After removing all of the flange bolts, crews select the appropriate-size bolt-hole pins and slide them through the spreading plates, which are essentially two pivoting arms that butterfly out to fit various bolt-hole patterns. The spreader plates are installed in pairs, one pair at the 9-o’clock position on one side of the flanges and the other pair at the 3-o’clock position.

Two bolt-hole pins secure each of the spreader plates to the flanges. The pins, which come in a variety of diameters, are secured by pushing them through the spreader plates and then into the flange bolt holes.

Spacer bars connect each pair of spreader plates at their pivot points. The spacer bars come assembled at a total length of 11 1/2 inches, which will accommodate a 12-inch valve lay length. But the various sizes of the spacer bars — available in 2-, 4- and 6-inch lengths — allow the tool to adjust to different lay lengths.

After each of the four spreader plates is affixed to the flanges and connected by the spacer bars, the tool operator (or operators, depending on the pipe diameter) simultaneously tightens two jack bolts, one attached to each pair of spreader plates via the threaded ends of the two spacer bars. As the jack bolts turn, they slowly expand the length of the spreader bars, which in turn forces the bolted-on spreader plates to spread the flanges apart, Hemann explains.

“Some guys use a come-along (a ratcheting chain strap) to pull the flanges part,” he says. “But when you do that, the flanges can go in different directions, which makes it hard to line up those bolt holes again. But our tool holds the flanges in a fixed position that maintains the bolt-hole alignments in a controlled way.”
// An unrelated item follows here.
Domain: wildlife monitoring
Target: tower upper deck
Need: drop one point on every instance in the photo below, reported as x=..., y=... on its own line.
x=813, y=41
There’s no need to worry about damaging the flanges; Hemann says no customer has ever reported bending a flange while using the tool.
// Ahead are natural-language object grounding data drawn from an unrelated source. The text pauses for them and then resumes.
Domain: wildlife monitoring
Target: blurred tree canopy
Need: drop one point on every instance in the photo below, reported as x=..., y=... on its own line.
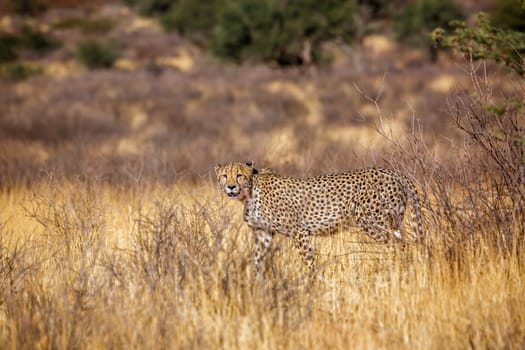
x=286, y=32
x=416, y=21
x=499, y=37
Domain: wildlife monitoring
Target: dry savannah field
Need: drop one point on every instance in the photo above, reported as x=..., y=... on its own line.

The Valve-Out system comes in three kits. The VOC 1 kit is designed to handle any flanges with 3/4-, 7/8- and 1-inch-diameter bolt holes. Aimed at bigger pipes, the VOC 2 kit is designed to handle flanges with 1 1/8-, 1-1/4- and 1 3/8-inch-diameter bolt holes. The VOC 1-2 kit includes all six of the previously mentioned bolt-hole pins.

SMP sells extra spacer bars separately to accommodate valve lay-lengths of more than 12 inches.

Faster and safer

The Valve-Out system is especially useful in situations where there’s no relief joint near the valve that can be opened to create enough space to insert a gasket. “The key to the whole thing is that the tool is not in the way when you’re trying to install gaskets because it’s grabbing the flanges and spreading them apart evenly from the outside (of the flanges),” Miller explains. “It takes a lot of the struggle out of the equation.”
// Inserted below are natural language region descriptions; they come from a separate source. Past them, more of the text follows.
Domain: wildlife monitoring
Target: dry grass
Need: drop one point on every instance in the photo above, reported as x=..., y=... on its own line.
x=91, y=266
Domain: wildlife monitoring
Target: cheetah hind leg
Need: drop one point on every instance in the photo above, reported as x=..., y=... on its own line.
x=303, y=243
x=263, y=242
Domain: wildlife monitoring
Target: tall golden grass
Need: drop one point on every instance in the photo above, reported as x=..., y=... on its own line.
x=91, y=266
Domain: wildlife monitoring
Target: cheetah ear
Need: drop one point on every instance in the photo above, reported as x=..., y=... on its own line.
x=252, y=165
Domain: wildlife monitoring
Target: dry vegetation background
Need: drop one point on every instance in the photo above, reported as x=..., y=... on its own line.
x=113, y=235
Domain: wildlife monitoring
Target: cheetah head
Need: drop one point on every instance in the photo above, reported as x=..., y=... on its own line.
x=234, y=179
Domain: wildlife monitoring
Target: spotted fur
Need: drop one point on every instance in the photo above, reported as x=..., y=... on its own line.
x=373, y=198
The tool’s simplistic design makes it easy to use. Miller estimates he can teach someone to use it in about 10 minutes. Moreover, it improves employee safety because the tool does the strenuous work instead of employees.

“It’s easy to get a finger pinched or strain your back when you change out valves and gaskets,” he says.

The tool also reduces the number of people required to swap out valves and gaskets, which enables the division to be more productive through more efficient allocation of manpower. “Guys could even change out a valve by themselves if they had the right rigging (to lower the bad valve and raise a new one in place),” Miller says.

The largest valve Miller has replaced with the Valve-Out system was a frozen 12-inch-diameter butterfly valve in a water-backwash supply pipe. The job went off without a hitch, despite the fact that there was no relief joint in the pipes.

“Without this tool, the job would’ve taken several hours longer than it did, not to mention all the struggling,” Miller says. “We would have had to pull it from one side with a come-along, which puts a side-strain on the pipe. And putting in the new valve would’ve involved a lot of challenging prying and pushing.

“We use the Valve-Out tool every couple weeks or so. It turns jobs that used to be a struggle into straight-forward procedures. It’s a great timesaver.”